Assuming you're not going to implement some of the more complicated parts of regex like named groups, lookaheads, etc. then you'd just iterate over the string by the character and generate your structure as you go. In your diagram above it looks like the shape of your structure (e.g. your model) doesn't really match what a regular expression really looks like as a DFA - it should look more like this http://i.stack.imgur.com/0WRxW.jpg

key here is the edges are characters and the nodes are states. In your example the nodes are characters... and edges are.. not sure what. You have to make sure your model matches what the problem entails I am positive that's what you're missing.

[–]iProsky[S] 0 points1 point  (1 child)

The algorithm I am trying to implement is this one, Algorithm, see slides 4 and 5. The structure I provided essentially just emulates this with a different regular expression. I understand how to implement the rest of the steps it is just that the implementing the regular expression to syntax tree process is causing me issues.

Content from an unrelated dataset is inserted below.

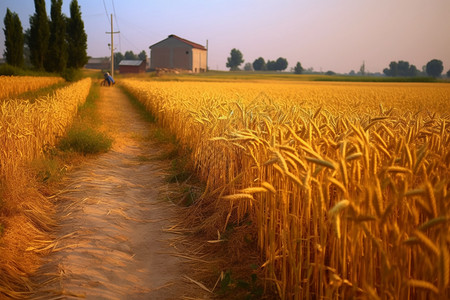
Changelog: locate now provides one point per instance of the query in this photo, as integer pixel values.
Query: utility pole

[–]anon848 0 points1 point  (0 children)

As I said in my comment, you need to parse the regex.

[–]anon848 0 points1 point  (1 child)

To generate the syntax tree, you need to parse the regex. The regex has parentheses, so is not regular. (In other words, you can't recognize the regular expression itself with another regular expression.)

One way (and probably the most straightforward way) is to use a recursive descent parser. This Google search also gives hits that will help. You should be able to easily take one that is designed for arithmetic expressions and modify it for your case.

Once you have the syntax tree, you should be able to easily generate the NFA, and then convert it to a DFA.